Grâce à ces contrats nouveaux, la France a donc une chance historique de déverrouiller son système social. Pas pour nier les droits du salarié, non, mais pour donner plus de chances à tous ceux qui cherchent un emploi. Longtemps, on a cru qu'en empêchant de licencier les plus de 50 ans on favoriserait l'emploi de seniors ; résultat : on a gelé l'embauche dans ces tranches d'âge. Longtemps, on a cru qu'en rigidifiant l'emploi des plus jeunes on favoriserait leur insertion ; résultat : une explosion de stages, de petits boulots, de CDD, pour assouplir dans les faits ce que la loi impose.

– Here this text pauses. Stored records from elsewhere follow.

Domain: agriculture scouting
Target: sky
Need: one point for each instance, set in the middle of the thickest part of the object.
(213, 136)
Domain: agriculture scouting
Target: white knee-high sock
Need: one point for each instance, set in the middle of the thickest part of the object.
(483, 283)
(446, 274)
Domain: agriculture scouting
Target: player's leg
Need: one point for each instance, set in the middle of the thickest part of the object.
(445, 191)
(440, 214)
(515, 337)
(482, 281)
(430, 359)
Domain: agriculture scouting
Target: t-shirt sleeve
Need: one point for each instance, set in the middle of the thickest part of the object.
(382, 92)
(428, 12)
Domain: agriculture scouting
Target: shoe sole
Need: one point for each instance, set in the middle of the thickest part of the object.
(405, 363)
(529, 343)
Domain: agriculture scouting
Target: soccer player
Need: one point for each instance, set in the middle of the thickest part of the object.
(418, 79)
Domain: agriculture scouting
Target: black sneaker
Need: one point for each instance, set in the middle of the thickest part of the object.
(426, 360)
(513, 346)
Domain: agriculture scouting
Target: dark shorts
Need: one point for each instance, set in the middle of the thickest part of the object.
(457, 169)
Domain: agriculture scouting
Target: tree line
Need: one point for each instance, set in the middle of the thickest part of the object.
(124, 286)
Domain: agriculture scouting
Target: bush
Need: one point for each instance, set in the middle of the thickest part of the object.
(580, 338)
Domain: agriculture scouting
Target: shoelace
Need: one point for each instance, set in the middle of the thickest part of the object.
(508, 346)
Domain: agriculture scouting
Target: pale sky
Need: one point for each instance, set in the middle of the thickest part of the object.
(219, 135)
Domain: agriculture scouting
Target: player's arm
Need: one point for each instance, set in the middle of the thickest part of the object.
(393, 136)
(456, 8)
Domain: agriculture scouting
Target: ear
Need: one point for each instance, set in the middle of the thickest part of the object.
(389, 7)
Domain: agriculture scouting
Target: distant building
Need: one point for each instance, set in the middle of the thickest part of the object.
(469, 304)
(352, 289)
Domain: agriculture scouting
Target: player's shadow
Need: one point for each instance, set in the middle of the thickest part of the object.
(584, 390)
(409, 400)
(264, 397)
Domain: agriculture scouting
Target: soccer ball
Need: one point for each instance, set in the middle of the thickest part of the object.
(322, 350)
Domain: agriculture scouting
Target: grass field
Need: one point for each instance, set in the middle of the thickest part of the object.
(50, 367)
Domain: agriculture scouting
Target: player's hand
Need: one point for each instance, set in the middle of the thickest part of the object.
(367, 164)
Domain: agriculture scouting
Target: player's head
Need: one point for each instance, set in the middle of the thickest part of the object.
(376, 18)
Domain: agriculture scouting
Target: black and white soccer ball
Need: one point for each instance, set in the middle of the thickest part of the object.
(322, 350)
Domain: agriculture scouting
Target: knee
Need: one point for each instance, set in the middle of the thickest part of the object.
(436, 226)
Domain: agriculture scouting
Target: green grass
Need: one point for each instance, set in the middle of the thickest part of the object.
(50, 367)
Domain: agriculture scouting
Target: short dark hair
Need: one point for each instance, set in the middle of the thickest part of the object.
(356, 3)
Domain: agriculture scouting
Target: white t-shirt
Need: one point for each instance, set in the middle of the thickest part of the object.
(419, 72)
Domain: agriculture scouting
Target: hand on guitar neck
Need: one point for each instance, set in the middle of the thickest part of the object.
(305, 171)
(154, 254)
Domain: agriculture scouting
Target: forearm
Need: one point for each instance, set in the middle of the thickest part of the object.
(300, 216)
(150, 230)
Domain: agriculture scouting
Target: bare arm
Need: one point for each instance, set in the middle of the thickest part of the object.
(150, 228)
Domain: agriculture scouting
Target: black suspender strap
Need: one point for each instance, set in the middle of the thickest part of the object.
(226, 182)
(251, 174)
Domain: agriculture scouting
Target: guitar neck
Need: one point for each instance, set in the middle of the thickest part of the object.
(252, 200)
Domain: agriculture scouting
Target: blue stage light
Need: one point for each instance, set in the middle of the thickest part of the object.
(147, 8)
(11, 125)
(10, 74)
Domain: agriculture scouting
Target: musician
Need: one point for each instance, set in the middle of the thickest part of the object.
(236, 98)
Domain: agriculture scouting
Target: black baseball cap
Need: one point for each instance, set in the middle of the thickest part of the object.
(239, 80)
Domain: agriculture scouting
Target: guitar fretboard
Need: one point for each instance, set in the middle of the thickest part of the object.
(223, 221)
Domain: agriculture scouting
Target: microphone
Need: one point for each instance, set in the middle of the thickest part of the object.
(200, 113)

C'est tout cela qui se joue autour du CPE : l'adaptation d'un modèle social qui a échoué à force de générer du chômage et de produire des déficits.


Le moment est donc crucial. Pour l'économie et l'emploi, bien sûr. Pour l'opinion publique aussi, qui doit comprendre qu'assouplir nos règles nous permettra de sauver ce modèle auquel elle croit et qu'adapter un idéal ne signifie pas l'abandonner. Le moment est déterminant aussi pour la politique : unie sur le projet comme elle ne l'avait pas été il y a douze ans sur le CIP, la majorité détient la clef d'une réforme qui peut donner à la France une chance, avec le temps, d'aller vers le plein emploi. Qu'elle échoue, et le verrou se refermera sur un modèle social qui de moins en moins parvient à faire illusion.